There's some incredibly exciting aspects of this, but I'm also really scared of this technology. I think it could have wreck a lot of havoc in the [00:12:00] world. You know, we talked about the election coming up here in the U. S. Um, for the presidential election and you talk about, uh, what deep fakes could do in that kind of environment or even for local or regional, um, elected positions.

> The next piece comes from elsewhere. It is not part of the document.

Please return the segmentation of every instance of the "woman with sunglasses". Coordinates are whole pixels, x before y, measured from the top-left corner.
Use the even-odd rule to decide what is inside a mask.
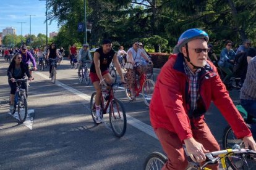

So it's, it's a scary thought to think of this being, you know, released to the world, you know, completely free of restriction. Now, open AI itself, of course, will likely have all sorts of safeguards on it. That doesn't mean that people wouldn't be able to get around them. But open AI is just one of, you know, literally hundreds of organizations that are doing similar things.

So you're going to see tech like this. Make its way into the world and we're going to have to figure out what that means because you can't really put it back in the bottle at this point.

Mallory Mejias: Ugh, yeah. That's a lot to think about. I'm thinking maybe they would put up safeguards around using certain people's images and things like that, but as you mentioned, if you can kind of upload a reference image, it seems like it would be pretty hard to control what reference images you uploaded and animated and whatnot.

Mm hmm.

Amith Nagarajan: Well, just like with language models, video models and image models will have, you know, basically uncensored, [00:13:00] unguarded open source equivalents. They might not be quite as good as the most, you know, compelling cutting edge models that are proprietary and perhaps locked up, at least for now, but they'll be good enough to do a lot of damage.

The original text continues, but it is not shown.